Işık kapanır. 5-10 saniye sonra sarı lokal ışık verilir ve Genç Adam oyun içinde oyun yaparak onu bu noktaya getiren geçmişini anlatır-canlandırır. 

GENÇ ADAM – Tam tamına iki aydır dolanıyorum buralarda… (Kollarını iki yana açar) Kumkapı, İstanbul’un başkenti! (Kafasını çevirmeden sol tarafına seslenir) Neyiyle meşhurdur Kumkapı? (Kendi cevaplar) Meyhaneleriyle!  Bir de (Duraksar) insanın çeşidi bol. Zencisi burada, Arap’ı burada, Türkmen’i, Özbek’i, Kürt’ü, Türk’ü… Ne ararsan var, çeşit çeşit.  (Düşünür) Bu kadar insan ne bok yemeye burada anlamıyorum. (Kendi kendine) Ben kendi adıma, iş icabı geldim buraya. (Gülümser) Ama işler yolunda gitmedi. Ne yapayım? Sen söyle Fehmi? Geri mi döneyim memlekete? (Duraksar) Sittin sene dönmem oraya! İn cin top oynuyor orada. Gidip annemlerin dizinin dibinde mi oturayım? Olmaz öyle şey! Hem, okul da bitti. Bütün akrabalara haber verdi annem, (Taklit eder) ‘‘Oğlum kaptan olmaya İstanbul’lara gitti’ dedi, (Duraksar) ‘’babasının yanına…’’

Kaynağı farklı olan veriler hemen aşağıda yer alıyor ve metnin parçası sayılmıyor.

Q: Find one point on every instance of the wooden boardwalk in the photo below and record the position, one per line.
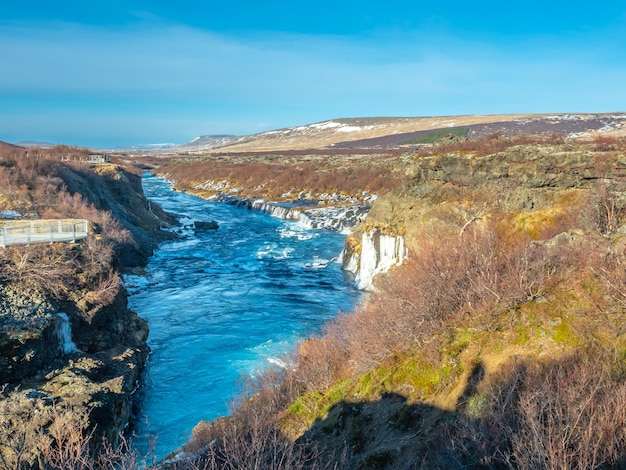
(25, 232)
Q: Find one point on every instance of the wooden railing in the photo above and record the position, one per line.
(25, 232)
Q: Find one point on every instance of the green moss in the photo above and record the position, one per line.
(458, 344)
(317, 404)
(523, 334)
(476, 404)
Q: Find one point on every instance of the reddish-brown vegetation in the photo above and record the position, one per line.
(274, 176)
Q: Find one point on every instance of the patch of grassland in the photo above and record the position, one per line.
(439, 134)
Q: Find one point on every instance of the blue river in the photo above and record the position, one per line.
(226, 303)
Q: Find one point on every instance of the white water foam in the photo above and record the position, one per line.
(64, 334)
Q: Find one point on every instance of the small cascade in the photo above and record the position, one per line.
(379, 253)
(64, 334)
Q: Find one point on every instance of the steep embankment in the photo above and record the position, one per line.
(70, 349)
(498, 342)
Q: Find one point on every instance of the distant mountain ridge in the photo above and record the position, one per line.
(387, 132)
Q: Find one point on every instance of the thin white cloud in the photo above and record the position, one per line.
(152, 73)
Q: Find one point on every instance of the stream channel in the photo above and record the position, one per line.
(225, 303)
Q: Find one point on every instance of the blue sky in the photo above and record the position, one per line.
(118, 73)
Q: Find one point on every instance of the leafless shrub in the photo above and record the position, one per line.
(47, 268)
(567, 414)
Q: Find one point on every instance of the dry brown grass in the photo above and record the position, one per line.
(274, 176)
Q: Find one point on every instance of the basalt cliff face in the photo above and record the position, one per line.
(505, 284)
(71, 362)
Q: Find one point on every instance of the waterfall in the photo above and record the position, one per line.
(379, 253)
(64, 334)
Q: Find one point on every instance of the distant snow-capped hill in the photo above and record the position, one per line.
(211, 141)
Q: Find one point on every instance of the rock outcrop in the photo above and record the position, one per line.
(77, 357)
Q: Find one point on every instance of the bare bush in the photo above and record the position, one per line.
(566, 414)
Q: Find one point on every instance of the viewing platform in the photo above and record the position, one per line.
(25, 232)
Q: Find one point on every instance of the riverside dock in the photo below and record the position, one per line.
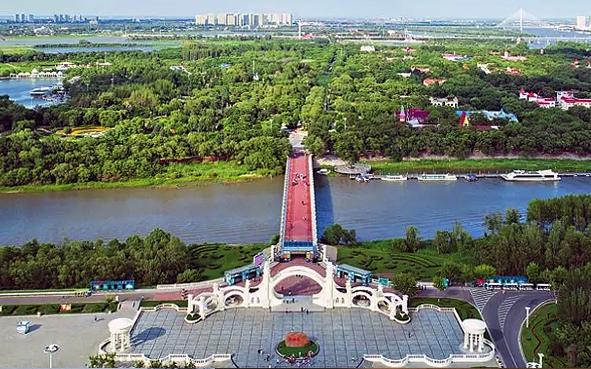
(478, 175)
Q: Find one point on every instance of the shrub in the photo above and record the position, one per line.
(49, 308)
(193, 317)
(402, 317)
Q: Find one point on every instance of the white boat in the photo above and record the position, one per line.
(40, 91)
(531, 176)
(394, 178)
(362, 178)
(437, 177)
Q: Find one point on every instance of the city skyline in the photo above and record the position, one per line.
(456, 9)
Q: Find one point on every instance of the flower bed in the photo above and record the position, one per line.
(298, 352)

 GENÇ ADAM – Bilirsin. Babam yıllardır burada çalışıyor. (Güler) Benimki de laf, sen benden daha çok görüyorsun onu. Nasıl? İyi davranıyor mu size? Bizim orada herkes kötü şeyler söylüyor babam hakkında. Dayılarım özellikle. Demediklerini bırakmıyorlar. (Taklit eder) Vay efendim senin baban şöyle, senin baban böyle… (Düşünür) Yani bunları ben küçükken söyleyebiliyorlardı. (Böbürlenir) Siktir lan dedim büyüyünce! Ne biliyorsunuz öyle olduğunu? Benim babam kral adamdır!

GENÇ ADAM – Okul bitince ayrıldım memleketten. Okul dediğimse lise yani, teknik liseydi bizimki. Denizcilik teknik lisesi… (Anımsar) Siktiğimin okulu, bitmek bilmedi. Neyse, Bir şekilde yola çıktım. Geldim buralara, Kumkapı’ya babamın yanına. İlk ay denizcilik evraklarıyla uğraştım durdum. (Taklit eder) Şu evrak için buraya git, bu evrak için şuraya git. Bu evrakı burada bulamazsın, oraya git…  Her bir evrakı İstanbul’un bir köşesinden aldırdılar. Sağlık raporu, pasaport, sertifikalar bilmem ne boklar… Anam ağladı toparlayana kadar. Tabi iş bununla da bitmiyor. Bir de evrakların işleme girmesini beklemek, sonra denizci cüzdanını beklemek, sonra şirketlere başvurmak, şirketlerden geri dönüş beklemek. Beklemek ha beklemek, beklemek ha beklemek…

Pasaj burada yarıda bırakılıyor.